03:27. Uma madrugada de merda. O vento frio atravessa sorrateiro e invade a casa mobiliada parcamente. Estou cercado. Não há por onde escapar; existem poucos abrigos atrás dos quais me proteger. Minha última chance seria efetuar uma manobra arriscada; tentar, num esforço homérico, levantar-me e travar um combate corpo a corpo com esta entidade gelada, conquistar terreno pacientemente, avançando passo a passo até chegar à janela e fechá-la, vingativo.
"NÃO FAÇAM PRISIONEIROS! NÃO FAÇAM PRISIONEIROS!" Esta frase repetida até a exaustão por nosso comandante ainda ecoa no interior da minha cabeça, bem como os estampidos secos dos tiros disparados e os gritos e urros que soltávamos exasperados entre os arbustos e trincheiras (explicados como sendo instrumentos de uma guerra psicológica para confundir o inimigo e enfraquecê-lo, mas que sempre me pareceram serem expressões dos nossos próprios horrores e medos).
E tudo era somente treinamento. Preparavam-nos para uma guerra distante, mas real e presente. Preparavam-nos para uma expectativa: "se for necessário, nós estaremos prontos!" Chamaram nossos pais e mães para justificar o "sequestro" que se prolongaria por alguns meses e lhes disseram que seríamos enviados, sim, se fóssemos chamados. Segundo nosso comandante, em suas palavras carregadas de emoção, esta possibilidade começava a configurar-se cada vez mais em sua tangibilidade.

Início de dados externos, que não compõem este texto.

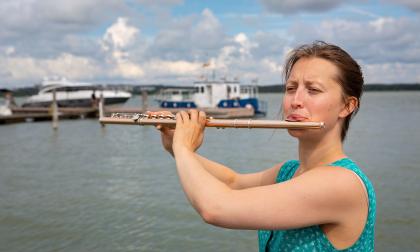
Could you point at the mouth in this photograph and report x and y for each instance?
(295, 118)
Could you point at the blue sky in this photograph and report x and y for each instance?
(167, 41)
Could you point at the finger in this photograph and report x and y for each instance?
(194, 115)
(202, 118)
(185, 116)
(178, 117)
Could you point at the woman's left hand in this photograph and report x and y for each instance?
(189, 131)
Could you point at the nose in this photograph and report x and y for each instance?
(297, 99)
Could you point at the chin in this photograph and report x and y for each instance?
(296, 132)
(302, 134)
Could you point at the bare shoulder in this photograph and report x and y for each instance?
(338, 184)
(269, 175)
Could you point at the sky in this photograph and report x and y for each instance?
(169, 41)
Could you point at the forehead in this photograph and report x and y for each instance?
(314, 68)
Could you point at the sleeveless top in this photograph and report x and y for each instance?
(312, 238)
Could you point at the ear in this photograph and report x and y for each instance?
(351, 103)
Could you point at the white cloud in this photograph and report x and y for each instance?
(294, 6)
(119, 35)
(32, 70)
(413, 5)
(117, 38)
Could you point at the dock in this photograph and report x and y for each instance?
(31, 114)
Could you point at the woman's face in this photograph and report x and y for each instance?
(313, 94)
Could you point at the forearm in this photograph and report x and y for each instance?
(219, 171)
(202, 189)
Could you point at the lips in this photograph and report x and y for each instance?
(295, 118)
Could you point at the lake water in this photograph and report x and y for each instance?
(84, 188)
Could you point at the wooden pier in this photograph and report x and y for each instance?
(20, 114)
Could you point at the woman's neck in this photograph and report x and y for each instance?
(318, 153)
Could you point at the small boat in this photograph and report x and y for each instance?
(213, 94)
(74, 94)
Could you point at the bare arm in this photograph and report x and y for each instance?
(322, 195)
(238, 180)
(223, 173)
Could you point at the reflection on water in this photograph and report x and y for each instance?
(84, 188)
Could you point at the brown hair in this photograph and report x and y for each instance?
(350, 76)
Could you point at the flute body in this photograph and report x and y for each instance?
(218, 123)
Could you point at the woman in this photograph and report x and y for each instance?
(321, 202)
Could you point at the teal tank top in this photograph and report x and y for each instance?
(312, 238)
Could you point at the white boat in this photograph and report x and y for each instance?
(213, 94)
(74, 94)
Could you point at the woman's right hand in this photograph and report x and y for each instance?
(167, 134)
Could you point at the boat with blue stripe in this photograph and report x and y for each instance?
(213, 94)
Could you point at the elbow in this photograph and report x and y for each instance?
(211, 214)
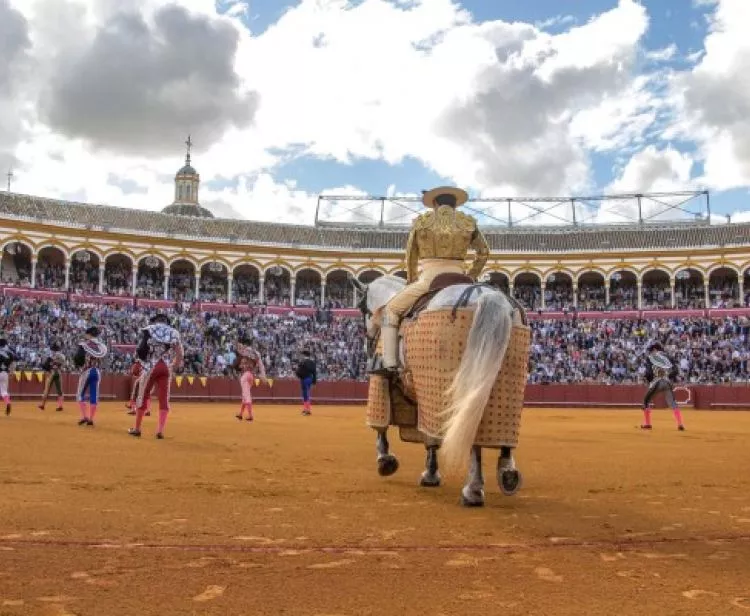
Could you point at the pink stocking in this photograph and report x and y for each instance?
(162, 420)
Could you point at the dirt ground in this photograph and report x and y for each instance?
(287, 515)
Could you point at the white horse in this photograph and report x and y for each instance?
(494, 317)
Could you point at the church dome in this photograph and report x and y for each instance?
(187, 170)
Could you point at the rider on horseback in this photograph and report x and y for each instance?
(439, 241)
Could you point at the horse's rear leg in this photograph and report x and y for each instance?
(431, 475)
(387, 462)
(472, 494)
(509, 478)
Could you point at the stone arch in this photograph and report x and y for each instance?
(93, 250)
(339, 292)
(50, 243)
(527, 272)
(150, 277)
(182, 272)
(17, 240)
(656, 291)
(84, 270)
(592, 290)
(623, 288)
(184, 257)
(527, 288)
(498, 279)
(118, 273)
(307, 286)
(215, 259)
(340, 266)
(246, 282)
(558, 291)
(278, 283)
(689, 290)
(214, 280)
(623, 269)
(51, 267)
(370, 274)
(723, 287)
(16, 263)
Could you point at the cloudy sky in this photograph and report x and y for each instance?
(286, 100)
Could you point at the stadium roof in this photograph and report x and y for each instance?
(502, 239)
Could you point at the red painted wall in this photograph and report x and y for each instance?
(116, 387)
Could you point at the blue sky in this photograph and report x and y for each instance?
(546, 98)
(671, 23)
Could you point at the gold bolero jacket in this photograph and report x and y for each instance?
(445, 233)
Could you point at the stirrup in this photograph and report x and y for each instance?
(376, 366)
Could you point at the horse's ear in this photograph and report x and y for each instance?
(362, 288)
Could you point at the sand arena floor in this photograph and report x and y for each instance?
(287, 515)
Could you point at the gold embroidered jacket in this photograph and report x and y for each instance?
(444, 233)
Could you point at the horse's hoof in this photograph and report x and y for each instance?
(387, 465)
(475, 499)
(430, 481)
(510, 481)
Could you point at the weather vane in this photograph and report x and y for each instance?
(189, 144)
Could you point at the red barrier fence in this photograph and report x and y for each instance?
(117, 387)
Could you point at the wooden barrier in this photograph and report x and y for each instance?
(286, 391)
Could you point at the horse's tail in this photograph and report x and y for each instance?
(470, 390)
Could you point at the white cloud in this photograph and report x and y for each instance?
(497, 107)
(714, 98)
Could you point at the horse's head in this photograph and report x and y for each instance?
(375, 295)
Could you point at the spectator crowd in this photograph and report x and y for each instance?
(570, 350)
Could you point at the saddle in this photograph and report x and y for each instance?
(441, 281)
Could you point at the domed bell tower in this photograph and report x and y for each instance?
(187, 181)
(186, 184)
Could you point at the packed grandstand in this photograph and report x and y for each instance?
(596, 294)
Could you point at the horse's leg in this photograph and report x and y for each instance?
(387, 462)
(472, 494)
(509, 478)
(431, 475)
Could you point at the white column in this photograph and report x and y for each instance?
(741, 289)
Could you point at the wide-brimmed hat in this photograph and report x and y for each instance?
(429, 196)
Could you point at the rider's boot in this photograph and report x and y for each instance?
(388, 363)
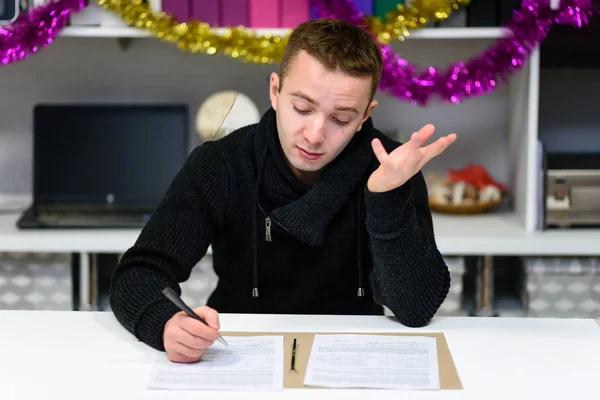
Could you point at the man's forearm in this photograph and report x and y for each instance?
(409, 274)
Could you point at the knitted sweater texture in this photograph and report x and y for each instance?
(280, 246)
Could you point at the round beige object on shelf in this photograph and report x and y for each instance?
(223, 112)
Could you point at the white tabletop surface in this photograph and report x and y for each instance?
(88, 355)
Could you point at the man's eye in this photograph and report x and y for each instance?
(301, 111)
(337, 121)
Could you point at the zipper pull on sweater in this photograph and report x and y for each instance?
(268, 229)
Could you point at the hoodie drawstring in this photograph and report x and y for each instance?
(361, 290)
(255, 293)
(254, 226)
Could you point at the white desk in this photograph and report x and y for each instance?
(87, 355)
(486, 234)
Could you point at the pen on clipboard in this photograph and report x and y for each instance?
(293, 366)
(175, 299)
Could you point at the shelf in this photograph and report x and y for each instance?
(496, 234)
(427, 33)
(503, 234)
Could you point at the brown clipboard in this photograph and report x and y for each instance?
(449, 378)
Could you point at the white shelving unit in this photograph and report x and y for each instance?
(134, 74)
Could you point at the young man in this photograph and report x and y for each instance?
(311, 211)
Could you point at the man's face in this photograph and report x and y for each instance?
(318, 113)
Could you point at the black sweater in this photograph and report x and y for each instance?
(282, 247)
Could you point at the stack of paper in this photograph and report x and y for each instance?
(248, 363)
(373, 361)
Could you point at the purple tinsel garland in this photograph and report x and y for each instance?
(35, 29)
(479, 75)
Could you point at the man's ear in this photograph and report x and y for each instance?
(274, 90)
(368, 112)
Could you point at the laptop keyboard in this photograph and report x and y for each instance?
(92, 219)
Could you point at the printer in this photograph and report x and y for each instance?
(572, 190)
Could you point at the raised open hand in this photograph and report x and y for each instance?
(405, 161)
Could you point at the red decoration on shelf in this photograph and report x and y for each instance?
(476, 175)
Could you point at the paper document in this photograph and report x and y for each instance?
(373, 361)
(249, 363)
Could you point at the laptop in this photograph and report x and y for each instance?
(103, 166)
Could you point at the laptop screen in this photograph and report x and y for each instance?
(107, 154)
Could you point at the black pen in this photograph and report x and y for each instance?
(171, 295)
(293, 368)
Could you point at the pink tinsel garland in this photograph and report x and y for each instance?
(35, 29)
(479, 75)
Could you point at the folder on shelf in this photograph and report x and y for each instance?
(382, 7)
(449, 378)
(208, 11)
(179, 9)
(264, 14)
(234, 12)
(293, 13)
(365, 6)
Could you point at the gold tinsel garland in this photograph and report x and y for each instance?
(246, 44)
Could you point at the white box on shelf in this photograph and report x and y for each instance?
(91, 15)
(36, 281)
(110, 18)
(453, 305)
(562, 287)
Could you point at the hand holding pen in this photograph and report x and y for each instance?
(189, 333)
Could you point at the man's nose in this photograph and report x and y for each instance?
(314, 132)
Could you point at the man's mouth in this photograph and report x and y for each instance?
(309, 155)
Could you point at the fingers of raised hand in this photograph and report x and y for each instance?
(424, 134)
(435, 148)
(379, 151)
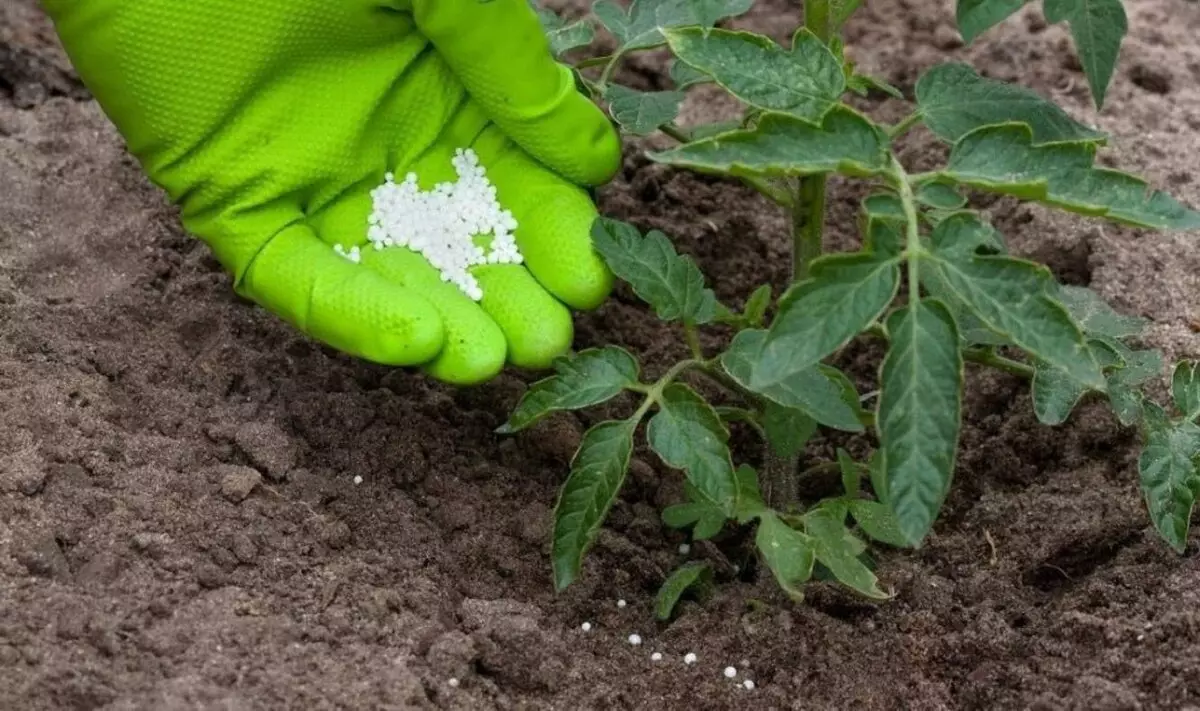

E se ele privava nossos pais e mães de nossa presença e nos submetia a extenuantes treinamentos diários que prolongavam-se por incontáveis e ininterruptas voltas dos ponteiros do relógio -- dias inteiros, madrugada a dentro --, se nos roubava noites de sono, se eu havia emagrecido cinco quilos e meio e menos de uma semana e se minhas olheiras cavavam-se fundo em meu rosto, era porque ele "queria o nosso bem ao mesmo tempo em que cumpria seu dever": nos enviaria para a guerra, mas nos enviaria prontos, verdadeiros homens capazes de sobreviver e orgulhar a "bandeira sob a qual e pela qual lutavam". Muitos de nós sabiam que isso nunca iria acontecer e nos aborrecíamos. Outros acreditavam e temiam. Alguns desejavam muito embarcar para o Golfo, outros apavoravam-se com essa idéia -- esse terror constante. Outros amaldiçoavam o simples fato de estarem no quartel, dia e noite. Nunca fomos. Não foi necessário. A guerra acabou antes disso. E esse foi o motivo da frustração de muitos de nós: aqueles que se tornaram "neuróticos de guerra" sem terem embarcado. Gente que não podia ouvir um estampido, um estouro de cano de descarga de um carro mais velho, e já estavam jogando-se ao chão para se abrigarem dos projéteis imaginários. E ainda durante muito tempo as crianças se divertiram à s minhas custas jogando seus estalinhos e traques aos pés da minha mesa no Chopão.
Lembro-me de tudo isso agora, nesta madrugada gelada que me faz recordar um acampamento, brincando de Rambo, enquanto nossos comandantes queriam ser Duque de Caxias, todos se preparando para um apocalipse que ainda não veio, mas que já começou a deixar suas sequelas.
OBS.: Crónica originalmente publicada no jornal "O Plenário", Belo Horizonte, fev. / 1997, p. 2.